Tamil Nadu : la loi contre les conversions obtenues par force ou séduction est entrée en vigueur malgré les protestations

Publié le 18/03/2010




Malgré les protestations provenant des chrétiens, des musulmans et des hindous de basse caste, le gouverneur du Tamil Nadu, P.S. Ramamohan Rao, a finalement apposé sa signature au bas du projet de loi interdisant les conversions obtenues par force ou par séduction, le 3 décembre dernier. Le 30 octobre précédent, l’Assemblée législative, à l’issue de débats houleux, avait adopté cette loi très controversée qui punit de peines de quatre ans de prison et d’une amende de 100 000 roupies (2 080 euros) les personnes ayant utilisé force ou séduction pour convertir un dalit, un membre d’une ethnie minoritaire, une femme ou un enfant, et oblige les prêtres à informer l’administration du district de chacun des convertis dont il assure l’instruction religieuse au risque d’encourir une peine d’un an de prison (1).

L’archevêque catholique de Madras, Mgr Arul Das James, responsable du Conseil épiscopal du Tamil Nadu, en compagnie de dirigeants religieux musulmans et de responsables hindous dalits, avait mené campagne contre le projet de loi dès que celui-ci avait été présenté au parlement du Tamil Nadu en octobre dernier. Le 11 novembre dernier, avec une délégation de seize membres (2), il avait rencontré le gouverneur de l’Etat pour lui demander de ne pas signer le projet de loi. Beaucoup d’autres groupes d’origines diverses avaient également demandé au gouvernement le retrait de cette loi ambiguë où les termes “par force” ou “par séduction” pouvaient être interprétés de façon à empêcher tout développement des religions minoritaires.

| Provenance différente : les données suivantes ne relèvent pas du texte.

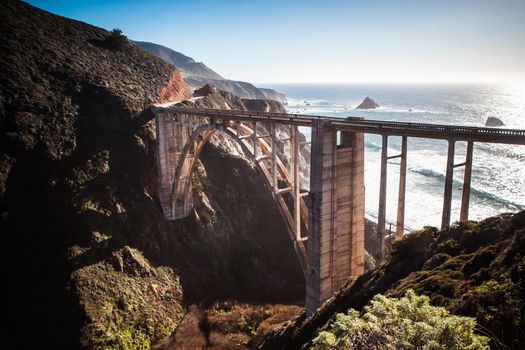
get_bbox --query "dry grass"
[161,302,303,350]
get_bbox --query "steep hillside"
[0,1,303,349]
[257,211,525,349]
[185,76,287,102]
[132,41,224,80]
[133,41,286,102]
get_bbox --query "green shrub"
[93,327,151,350]
[311,290,488,350]
[461,272,522,324]
[105,28,127,50]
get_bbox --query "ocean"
[262,83,525,231]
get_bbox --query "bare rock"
[485,116,505,127]
[356,97,380,109]
[193,83,219,97]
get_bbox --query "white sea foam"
[276,83,525,230]
[410,167,444,179]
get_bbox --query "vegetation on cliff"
[0,0,187,347]
[258,211,525,349]
[311,290,488,350]
[159,302,302,349]
[1,1,303,348]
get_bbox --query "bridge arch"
[169,120,308,272]
[155,108,367,315]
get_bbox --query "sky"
[26,0,525,84]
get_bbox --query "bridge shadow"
[171,142,306,305]
[65,139,306,307]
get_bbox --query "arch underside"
[155,108,367,316]
[170,117,309,272]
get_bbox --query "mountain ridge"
[132,40,224,80]
[133,40,286,102]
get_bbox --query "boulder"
[193,83,218,97]
[485,116,505,127]
[356,97,380,109]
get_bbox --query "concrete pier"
[306,121,365,315]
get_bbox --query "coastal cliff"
[133,41,287,102]
[0,1,302,348]
[257,211,525,349]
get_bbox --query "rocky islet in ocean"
[356,96,380,109]
[485,116,505,127]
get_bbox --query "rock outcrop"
[0,1,303,349]
[185,76,287,102]
[356,96,380,109]
[133,41,287,102]
[485,116,505,127]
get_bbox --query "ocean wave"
[286,98,331,107]
[409,166,523,209]
[365,141,382,151]
[410,167,445,179]
[364,140,405,155]
[469,185,524,210]
[358,105,448,115]
[475,143,525,161]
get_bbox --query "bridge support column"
[306,120,365,316]
[377,134,388,260]
[156,110,178,220]
[396,136,407,238]
[442,140,456,230]
[460,141,473,222]
[291,125,301,240]
[156,111,193,220]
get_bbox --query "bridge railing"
[163,107,525,144]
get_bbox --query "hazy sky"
[26,0,525,84]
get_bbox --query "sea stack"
[485,116,505,127]
[356,97,380,109]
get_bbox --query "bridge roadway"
[155,106,525,315]
[172,107,525,145]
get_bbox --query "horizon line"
[253,80,525,85]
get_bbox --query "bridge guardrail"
[161,107,525,144]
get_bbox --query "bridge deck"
[160,107,525,145]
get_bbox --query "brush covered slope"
[257,211,525,349]
[1,1,304,348]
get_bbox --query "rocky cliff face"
[0,1,303,349]
[133,41,287,102]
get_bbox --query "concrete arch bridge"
[154,106,525,315]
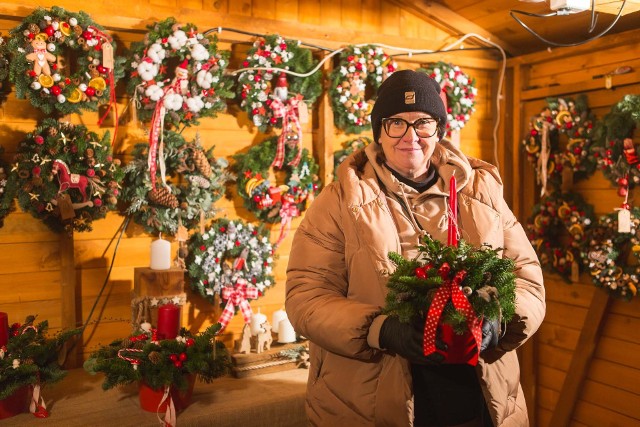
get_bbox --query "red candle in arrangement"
[156,304,180,340]
[448,175,458,247]
[0,312,8,347]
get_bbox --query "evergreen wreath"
[1,316,80,402]
[0,146,15,228]
[526,191,594,281]
[232,136,321,224]
[10,118,124,233]
[120,131,233,236]
[8,6,125,115]
[186,218,275,301]
[581,208,640,300]
[522,95,597,190]
[333,136,372,179]
[419,62,477,134]
[590,95,640,197]
[127,17,234,128]
[384,234,517,334]
[237,34,322,132]
[0,34,9,99]
[329,45,397,134]
[84,323,230,392]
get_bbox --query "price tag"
[102,43,114,69]
[571,260,580,283]
[618,208,631,233]
[297,102,309,124]
[57,193,76,220]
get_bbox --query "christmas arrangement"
[582,208,640,300]
[236,34,321,132]
[8,6,125,115]
[9,118,123,233]
[0,314,81,417]
[232,137,321,241]
[127,17,234,128]
[186,218,275,331]
[333,136,372,179]
[590,94,640,197]
[120,130,233,236]
[419,62,477,134]
[526,191,594,282]
[329,45,396,134]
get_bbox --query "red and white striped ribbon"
[157,385,177,427]
[218,279,259,333]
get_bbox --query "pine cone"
[148,351,162,365]
[148,187,179,209]
[121,338,133,348]
[192,149,212,178]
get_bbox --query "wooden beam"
[520,70,640,101]
[316,52,335,186]
[59,231,79,367]
[388,0,521,56]
[549,290,610,427]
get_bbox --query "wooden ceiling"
[395,0,640,57]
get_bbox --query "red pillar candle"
[0,312,8,347]
[157,304,180,340]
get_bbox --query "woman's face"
[378,111,440,181]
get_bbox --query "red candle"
[448,175,458,247]
[0,312,8,347]
[157,304,180,340]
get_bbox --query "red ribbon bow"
[270,96,303,168]
[274,195,300,247]
[422,265,483,365]
[218,279,259,332]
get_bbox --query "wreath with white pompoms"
[329,45,396,134]
[8,6,125,115]
[127,17,234,128]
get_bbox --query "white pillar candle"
[277,318,297,344]
[271,308,287,334]
[150,234,171,270]
[250,308,267,336]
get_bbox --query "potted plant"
[84,323,230,422]
[0,315,81,420]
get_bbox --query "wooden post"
[549,290,610,427]
[316,51,335,186]
[59,231,79,367]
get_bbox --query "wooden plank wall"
[0,0,498,365]
[507,29,640,427]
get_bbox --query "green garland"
[0,34,9,101]
[1,316,80,401]
[8,6,125,115]
[419,62,477,134]
[329,45,396,134]
[84,323,230,392]
[232,136,321,224]
[590,95,640,194]
[384,234,516,334]
[522,95,597,190]
[9,118,123,233]
[186,217,275,302]
[333,136,372,179]
[120,131,233,236]
[526,191,594,282]
[581,208,640,300]
[127,17,234,128]
[236,34,322,132]
[0,146,16,227]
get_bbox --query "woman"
[286,70,545,426]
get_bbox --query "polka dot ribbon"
[423,264,483,359]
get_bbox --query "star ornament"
[29,192,39,201]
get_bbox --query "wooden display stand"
[231,340,309,378]
[132,267,185,330]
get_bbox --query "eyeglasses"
[381,117,439,138]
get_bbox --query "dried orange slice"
[38,74,54,88]
[67,88,83,103]
[88,77,107,91]
[60,22,72,36]
[35,33,48,42]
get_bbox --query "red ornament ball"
[51,85,62,96]
[85,87,96,97]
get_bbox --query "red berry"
[414,267,427,279]
[618,178,629,187]
[185,338,195,347]
[173,360,183,368]
[169,354,178,362]
[179,353,187,361]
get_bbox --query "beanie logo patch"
[404,91,415,104]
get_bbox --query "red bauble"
[85,87,96,97]
[44,26,55,37]
[618,177,629,187]
[82,30,93,40]
[51,86,62,96]
[618,187,628,197]
[414,267,427,279]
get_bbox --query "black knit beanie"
[370,70,447,142]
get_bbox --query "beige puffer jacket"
[286,141,545,426]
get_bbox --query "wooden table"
[2,367,308,426]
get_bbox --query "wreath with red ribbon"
[232,137,321,245]
[236,34,321,133]
[186,218,275,331]
[329,45,396,134]
[127,17,233,129]
[581,208,640,300]
[8,6,125,115]
[590,95,640,198]
[522,95,597,193]
[526,191,594,281]
[8,118,123,233]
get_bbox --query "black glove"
[379,316,446,365]
[480,317,500,352]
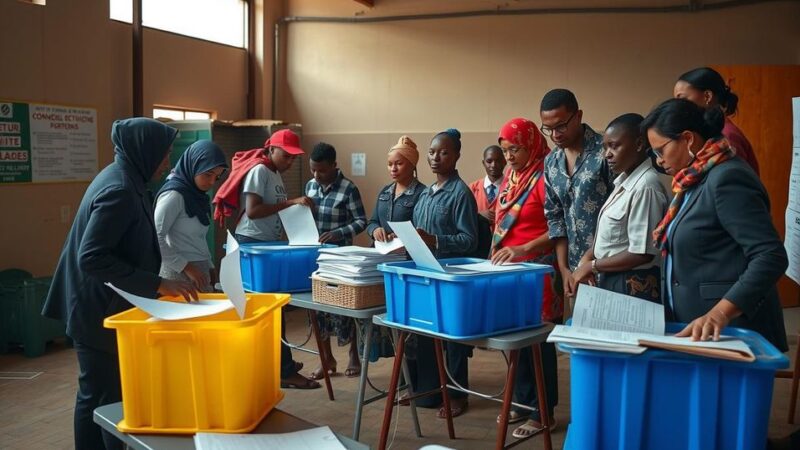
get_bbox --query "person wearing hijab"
[643,98,787,349]
[42,118,198,450]
[572,114,669,303]
[361,135,427,363]
[154,139,228,292]
[490,118,560,438]
[673,67,759,175]
[409,128,478,418]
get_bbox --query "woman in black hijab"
[43,117,198,450]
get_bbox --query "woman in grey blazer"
[641,99,787,351]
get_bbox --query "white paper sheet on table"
[445,260,531,273]
[106,283,233,320]
[221,231,247,319]
[387,221,444,272]
[278,204,320,246]
[193,426,347,450]
[375,238,404,254]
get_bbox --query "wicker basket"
[311,276,385,309]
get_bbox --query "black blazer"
[42,162,162,354]
[665,158,788,351]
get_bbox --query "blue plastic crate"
[377,258,553,339]
[238,242,334,293]
[560,323,789,450]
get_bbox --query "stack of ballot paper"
[314,246,407,285]
[547,285,756,362]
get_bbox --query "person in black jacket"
[42,118,197,450]
[642,99,788,351]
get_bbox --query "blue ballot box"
[239,242,335,293]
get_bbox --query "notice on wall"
[785,97,800,284]
[0,101,98,183]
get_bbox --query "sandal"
[345,365,361,378]
[511,418,557,439]
[398,392,411,406]
[309,364,337,380]
[496,410,528,424]
[280,374,321,390]
[437,400,468,419]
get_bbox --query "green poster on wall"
[0,102,32,183]
[0,100,98,184]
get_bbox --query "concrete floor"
[1,307,799,450]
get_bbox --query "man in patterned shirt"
[305,141,367,378]
[540,89,615,310]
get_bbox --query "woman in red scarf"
[490,118,560,438]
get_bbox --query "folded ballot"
[547,285,755,362]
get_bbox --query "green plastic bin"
[0,276,65,357]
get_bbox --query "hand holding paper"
[278,204,321,246]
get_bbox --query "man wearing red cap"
[213,129,320,389]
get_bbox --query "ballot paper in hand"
[387,221,444,271]
[278,204,321,246]
[220,231,247,319]
[106,283,234,320]
[375,237,404,255]
[547,285,755,362]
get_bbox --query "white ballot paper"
[106,283,233,320]
[194,426,347,450]
[388,221,445,271]
[375,237,405,255]
[547,285,755,362]
[220,231,247,319]
[278,204,320,246]
[107,231,249,321]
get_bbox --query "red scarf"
[212,147,274,226]
[494,118,550,228]
[652,138,735,254]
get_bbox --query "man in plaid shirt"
[305,142,367,379]
[305,142,367,246]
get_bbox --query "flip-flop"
[398,392,411,406]
[345,366,361,378]
[280,377,321,390]
[511,418,558,439]
[309,365,337,380]
[496,410,528,424]
[437,401,468,419]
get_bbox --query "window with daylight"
[153,107,212,121]
[110,0,247,48]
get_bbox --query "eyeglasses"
[501,145,525,156]
[649,139,674,159]
[540,111,577,137]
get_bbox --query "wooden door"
[712,65,800,307]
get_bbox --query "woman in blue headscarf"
[43,118,199,450]
[154,139,228,291]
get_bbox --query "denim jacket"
[412,171,478,258]
[366,179,426,238]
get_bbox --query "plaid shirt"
[305,170,367,246]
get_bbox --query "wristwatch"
[591,259,600,276]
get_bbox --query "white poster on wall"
[29,103,98,182]
[785,97,800,284]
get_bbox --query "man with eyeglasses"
[539,89,615,314]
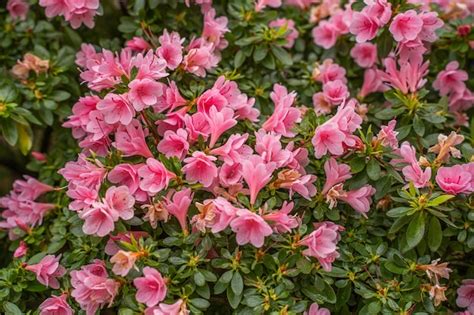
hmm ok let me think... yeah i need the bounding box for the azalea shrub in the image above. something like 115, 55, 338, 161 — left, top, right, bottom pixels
0, 0, 474, 314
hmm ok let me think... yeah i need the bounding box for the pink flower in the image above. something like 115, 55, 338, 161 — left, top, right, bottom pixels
154, 81, 187, 113
128, 78, 164, 111
63, 95, 100, 139
350, 42, 377, 68
314, 100, 363, 159
205, 106, 237, 148
418, 11, 444, 42
133, 50, 168, 81
218, 162, 243, 187
230, 209, 273, 247
114, 120, 153, 158
322, 80, 349, 105
96, 93, 135, 125
105, 186, 135, 220
139, 158, 176, 195
209, 197, 238, 233
202, 7, 229, 50
457, 279, 474, 314
126, 37, 150, 52
299, 222, 343, 271
433, 61, 468, 96
389, 10, 423, 42
255, 0, 282, 11
312, 21, 339, 49
75, 43, 101, 69
14, 240, 28, 258
339, 185, 376, 217
110, 250, 138, 276
158, 107, 187, 136
262, 84, 301, 137
144, 299, 189, 315
182, 152, 218, 187
313, 59, 347, 84
183, 112, 210, 143
269, 18, 299, 48
349, 12, 379, 43
241, 155, 276, 205
134, 267, 168, 307
31, 151, 47, 162
212, 76, 259, 121
39, 0, 69, 19
64, 1, 100, 29
255, 130, 292, 167
449, 88, 474, 112
78, 186, 134, 237
304, 303, 331, 315
70, 260, 120, 315
157, 30, 184, 70
363, 0, 392, 26
322, 158, 352, 194
312, 123, 346, 158
359, 68, 387, 98
183, 40, 219, 77
7, 0, 29, 20
376, 119, 399, 149
157, 128, 190, 159
380, 57, 429, 94
12, 175, 54, 201
279, 173, 317, 200
263, 201, 299, 233
197, 88, 228, 114
398, 142, 432, 188
163, 188, 193, 234
108, 163, 147, 202
39, 294, 74, 315
210, 133, 251, 165
25, 255, 66, 289
80, 202, 117, 237
436, 165, 472, 195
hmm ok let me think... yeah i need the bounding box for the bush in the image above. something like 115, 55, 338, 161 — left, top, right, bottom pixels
0, 0, 473, 314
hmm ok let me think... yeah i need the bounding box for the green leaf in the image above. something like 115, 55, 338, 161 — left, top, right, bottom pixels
50, 90, 71, 102
1, 120, 18, 146
427, 216, 442, 252
384, 261, 406, 274
377, 28, 393, 59
149, 0, 160, 9
406, 212, 425, 249
350, 156, 366, 174
253, 45, 268, 62
189, 298, 210, 309
271, 45, 292, 66
133, 0, 146, 13
219, 270, 233, 283
366, 159, 381, 181
231, 272, 243, 296
386, 207, 412, 218
261, 53, 276, 70
375, 107, 405, 120
17, 124, 32, 155
413, 115, 425, 136
428, 194, 454, 207
194, 271, 206, 286
118, 309, 135, 315
234, 50, 246, 68
227, 286, 242, 309
4, 302, 23, 315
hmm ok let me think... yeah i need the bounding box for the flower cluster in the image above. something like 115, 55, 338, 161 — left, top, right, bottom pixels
1, 0, 474, 314
38, 0, 100, 29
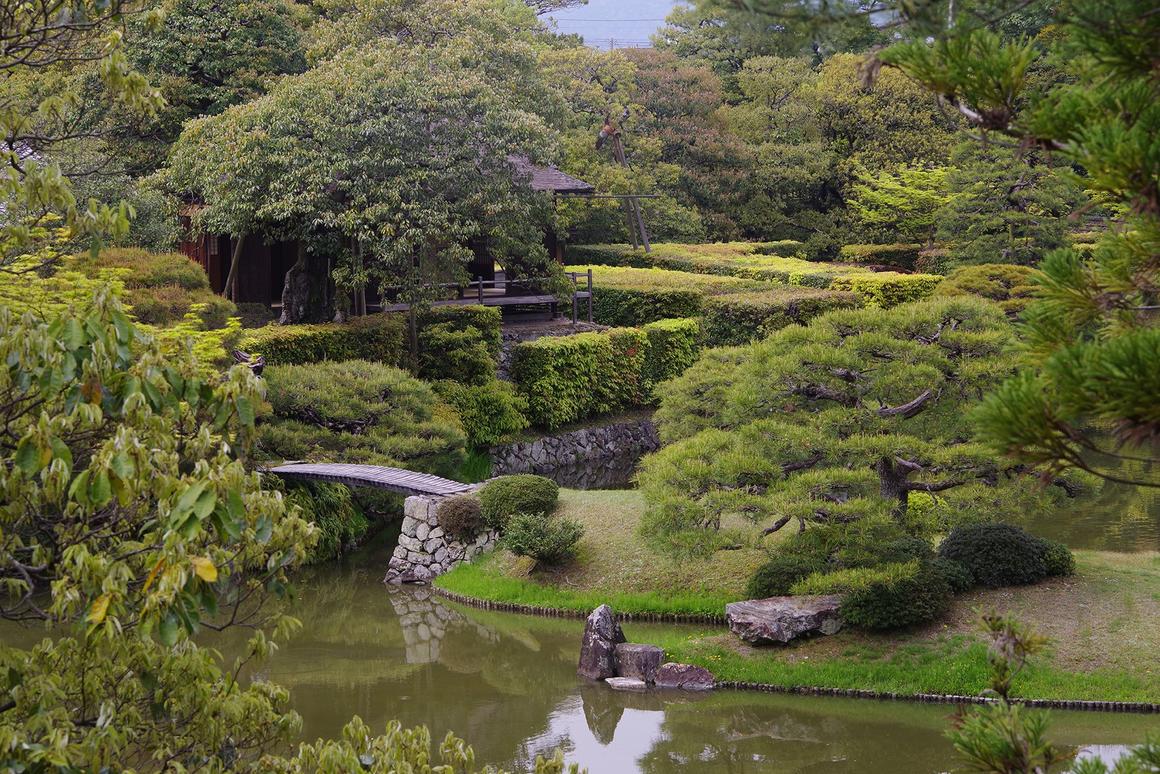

Après la mise en vigueur de la loi, le ministre-président du Tamil Nadu, Mme Jayaram Jayalalitha, a réitéré ses déclarations apaisantes, assurant que la loi visait uniquement ceux qui, grâce à des moyens malhonnêtes, obligeaient certaines catégories de personnes à se convertir, mais qu’il n’était pas question d’intenter un quelconque procès dans le cas où un individu changerait volontairement de religion. Cependant, ces déclarations sont loin d’avoir mis un terme aux réactions qui continuent de se faire entendre. L’archevêque de Madurai, Mgr Marianus Arokiasamy, également président du Forum uni des minorités pour le Tamil Nadu, a fait savoir qu’il s’attendait à ce que le ministre-président signât le décret mais qu’il était persuadé que cette loi serait rapidement invalidée. Le président du Muslim Munnetra Kazhagam (Front progressiste des musulmans) s’est désolé de voir ignorer la volonté de la véritable majorité de la population d’un Etat connu pour sa tolérance religieuse et sa coexistence pacifique au profit de la stratégie d’un parti ne représentant qu’une majorité arithmétique. Chrétiens et musulmans ont fait valoir que cette loi était inutile dans un Etat où la liberté religieuse est respectée aussi bien par le christianisme que par l’islam qui enseignent, l’un et l’autre, qu’une conversion forcée est non seulement illégale mais que c’est une faute grave.

Plusieurs personnalités religieuses ont souligné les implications politiques de la nouvelle loi. “Par cette loi qui se veut menaçante, a déclaré Mgr Arul Das James, l’Etat se déclare ouvertement le protecteur de la religion majoritaire…” Mgr Peter Remigieus, évêque de Kumbakonam, a fait remarquer que, désormais, “les chrétiens vont prendre conscience qu’ils ont une identité politique”. Selon lui, c’est le manque d’unité parmi les chrétiens qui est la cause de la négligence dans laquelle on les tient. Chaque fois qu’ils se sont regroupés, même en groupes peu nombreux, ils ont su montrer qu’ils constituaient une force sur laquelle il fallait compter.